Новый мир, 2007 № 05 (Журнал «Новый мир») - страница 179

Правда, это совершенно не значит, что герой не мог заблуждаться. Кто относительно самого себя не заблуждается? Что касается Улицкой, то, поскольку роман уже написан и пустился в автономное плавание, ее мнение значит не более, чем мнение любого читателя, который вовсе не обязан с ней соглашаться.

Принести в литературу нечто новое — большая редкость, неимоверная авторская удача. Новое, что принесла в литературу Улицкая, — богословский роман, именно так, хоть имя, конечно, дико. Богословский роман — большая смелость. Призраки тринитарного и литургического богословия, экклезиологии, сотериологии, мариологии, христологии наполняют книгу. Всем нашлось место. Я говорю: призраки, — поскольку в романе нет (с некоторыми оговорками) ни богословской дискуссии, ни богословской рефлексии, но есть выводы, эту рефлексию, безусловно, предполагающие.

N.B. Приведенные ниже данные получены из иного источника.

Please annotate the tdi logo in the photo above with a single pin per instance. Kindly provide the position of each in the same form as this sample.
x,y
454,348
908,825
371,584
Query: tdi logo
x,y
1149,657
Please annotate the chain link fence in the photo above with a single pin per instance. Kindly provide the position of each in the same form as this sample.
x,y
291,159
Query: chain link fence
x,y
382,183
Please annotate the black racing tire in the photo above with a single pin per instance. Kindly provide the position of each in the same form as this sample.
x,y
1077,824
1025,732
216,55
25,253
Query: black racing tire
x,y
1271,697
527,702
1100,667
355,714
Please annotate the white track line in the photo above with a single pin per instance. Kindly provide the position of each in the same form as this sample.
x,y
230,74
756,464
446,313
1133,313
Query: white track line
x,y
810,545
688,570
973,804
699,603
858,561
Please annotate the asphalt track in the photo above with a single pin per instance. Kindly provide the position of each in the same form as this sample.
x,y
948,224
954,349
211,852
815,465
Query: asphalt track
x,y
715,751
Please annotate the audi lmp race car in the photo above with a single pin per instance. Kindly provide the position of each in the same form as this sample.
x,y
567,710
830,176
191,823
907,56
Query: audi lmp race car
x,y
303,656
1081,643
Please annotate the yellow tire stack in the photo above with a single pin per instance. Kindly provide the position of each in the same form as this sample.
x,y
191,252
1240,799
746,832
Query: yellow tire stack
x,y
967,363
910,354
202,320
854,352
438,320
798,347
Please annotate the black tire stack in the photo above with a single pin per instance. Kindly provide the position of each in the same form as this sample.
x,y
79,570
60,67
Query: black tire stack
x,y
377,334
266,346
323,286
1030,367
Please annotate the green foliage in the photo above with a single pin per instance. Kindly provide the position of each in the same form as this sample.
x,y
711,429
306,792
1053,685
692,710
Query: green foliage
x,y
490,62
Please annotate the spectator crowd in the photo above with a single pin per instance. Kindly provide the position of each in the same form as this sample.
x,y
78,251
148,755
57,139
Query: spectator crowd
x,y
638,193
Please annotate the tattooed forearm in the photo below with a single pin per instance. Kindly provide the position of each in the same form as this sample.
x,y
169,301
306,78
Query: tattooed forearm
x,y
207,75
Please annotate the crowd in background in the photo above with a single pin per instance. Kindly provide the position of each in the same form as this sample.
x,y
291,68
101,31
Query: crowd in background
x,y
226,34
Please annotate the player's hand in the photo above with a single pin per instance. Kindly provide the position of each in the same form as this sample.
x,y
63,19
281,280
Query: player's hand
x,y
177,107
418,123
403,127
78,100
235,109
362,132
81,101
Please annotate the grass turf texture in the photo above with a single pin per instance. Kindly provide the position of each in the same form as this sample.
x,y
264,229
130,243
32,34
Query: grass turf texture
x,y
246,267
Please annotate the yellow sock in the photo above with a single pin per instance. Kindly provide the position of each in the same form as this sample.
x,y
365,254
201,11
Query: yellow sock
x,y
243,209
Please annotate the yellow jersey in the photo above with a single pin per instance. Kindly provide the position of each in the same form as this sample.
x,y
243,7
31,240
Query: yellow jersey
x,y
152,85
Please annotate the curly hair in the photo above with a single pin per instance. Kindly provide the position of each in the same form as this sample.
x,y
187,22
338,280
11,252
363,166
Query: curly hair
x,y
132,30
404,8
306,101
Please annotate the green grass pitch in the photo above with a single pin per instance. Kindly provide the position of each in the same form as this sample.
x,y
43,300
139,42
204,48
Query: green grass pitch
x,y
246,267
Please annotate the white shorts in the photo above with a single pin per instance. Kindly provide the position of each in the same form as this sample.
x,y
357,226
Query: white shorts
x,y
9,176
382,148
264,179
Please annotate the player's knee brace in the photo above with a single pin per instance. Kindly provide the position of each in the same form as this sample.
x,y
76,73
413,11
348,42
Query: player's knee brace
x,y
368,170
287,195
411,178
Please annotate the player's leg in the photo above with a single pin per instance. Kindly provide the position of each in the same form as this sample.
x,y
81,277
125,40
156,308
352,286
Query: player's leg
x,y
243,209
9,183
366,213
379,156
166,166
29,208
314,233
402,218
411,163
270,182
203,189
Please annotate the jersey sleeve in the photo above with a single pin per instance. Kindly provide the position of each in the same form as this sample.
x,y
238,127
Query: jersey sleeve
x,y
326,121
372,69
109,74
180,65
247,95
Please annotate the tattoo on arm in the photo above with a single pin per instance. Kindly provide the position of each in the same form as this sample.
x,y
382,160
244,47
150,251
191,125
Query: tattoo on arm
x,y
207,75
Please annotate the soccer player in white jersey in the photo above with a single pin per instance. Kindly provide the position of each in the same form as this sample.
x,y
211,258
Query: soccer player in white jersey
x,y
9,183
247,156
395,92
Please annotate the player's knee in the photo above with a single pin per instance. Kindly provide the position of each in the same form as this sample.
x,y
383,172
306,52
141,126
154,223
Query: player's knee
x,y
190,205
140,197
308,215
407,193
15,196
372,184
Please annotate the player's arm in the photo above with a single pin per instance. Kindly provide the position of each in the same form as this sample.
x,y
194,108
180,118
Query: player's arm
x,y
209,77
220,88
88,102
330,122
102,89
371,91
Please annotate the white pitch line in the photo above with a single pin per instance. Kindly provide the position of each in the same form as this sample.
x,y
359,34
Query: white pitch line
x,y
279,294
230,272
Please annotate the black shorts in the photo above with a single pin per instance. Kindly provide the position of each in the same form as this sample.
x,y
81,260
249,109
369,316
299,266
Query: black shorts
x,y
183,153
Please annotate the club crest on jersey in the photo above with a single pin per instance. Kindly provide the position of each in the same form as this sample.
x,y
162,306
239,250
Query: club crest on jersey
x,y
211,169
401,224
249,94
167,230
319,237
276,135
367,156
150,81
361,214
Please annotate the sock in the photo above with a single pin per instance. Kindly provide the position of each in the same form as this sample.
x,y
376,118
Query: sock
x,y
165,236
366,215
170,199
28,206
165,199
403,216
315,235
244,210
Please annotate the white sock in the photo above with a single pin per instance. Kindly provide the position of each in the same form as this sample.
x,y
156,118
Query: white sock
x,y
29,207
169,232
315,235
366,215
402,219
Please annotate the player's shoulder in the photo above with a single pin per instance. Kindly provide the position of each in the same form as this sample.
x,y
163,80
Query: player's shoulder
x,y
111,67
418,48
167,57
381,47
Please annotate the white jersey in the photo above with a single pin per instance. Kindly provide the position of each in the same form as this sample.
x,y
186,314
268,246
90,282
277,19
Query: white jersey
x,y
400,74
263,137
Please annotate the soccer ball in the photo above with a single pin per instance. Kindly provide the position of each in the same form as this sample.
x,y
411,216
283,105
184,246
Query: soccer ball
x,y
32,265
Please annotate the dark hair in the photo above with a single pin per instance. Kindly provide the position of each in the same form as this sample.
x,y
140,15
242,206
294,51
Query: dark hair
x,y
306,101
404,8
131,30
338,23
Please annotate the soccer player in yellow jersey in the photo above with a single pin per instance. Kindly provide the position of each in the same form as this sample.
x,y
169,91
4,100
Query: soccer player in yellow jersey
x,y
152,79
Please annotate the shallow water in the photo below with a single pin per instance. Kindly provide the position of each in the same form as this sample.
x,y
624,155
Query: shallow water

И есть многочисленные пронизывающие роман обращения к этой теме. Бывали романы филологические, бывали философские — теперь есть и богословский.

Многих ли читателей может это занимать? Многие ли озабочены отношением ортодоксии к ортопраксии? Кто будет размышлять над литургией Даниэля, полностью включенной в книгу? Правда, у романа несколько уровней, так что и читатели без богословского интереса свое находят.

Улицкая написала многоголосный роман со множеством разнообразных историй, судеб, драм, с духовными исканиями и провалами, с персонажами и ситуациями во многом новыми и даже диковинными для русской литературы. Она создала в нем поле открытости, терпимости и милосердия и в то же время возможности морального выбора и высокой моральной требовательности, лишенной даже тени морализаторства.

Она создала образ положительно прекрасного человека, столь взыскуемый русской литературой. Задача неимоверной сложности. Причем человека высокой социальной активности, что еще больше усложняет задачу. Не идиота. А впрочем, и идиота, конечно, с прямыми отсылками к Достоевскому (присутствующему в романе не только в этой точке). “Я думаю, он помешался немного”, “Конечно, сумасшедший <...>. У него что-то сместилось в голове <...> в голове у него чистое безумие” — персонажные реплики. И если одна из них принадлежит человеку достаточно простодушному, то другая — женщине с сильным и жестким умом. Смотрели с разных сторон — увидели одно и то же.

Но только Даниэль живет не во внешнем комфорте, не на ренту и действует не в петербургских гостиных. Его очевидное многим безумие, или, если помягче сказать, неадекватность, постоянно проверяется прямой опасностью для жизни, социальной и моральной ответственностью в сомнительном блаженстве посетить мир в минуты его крайнего неблагополучия.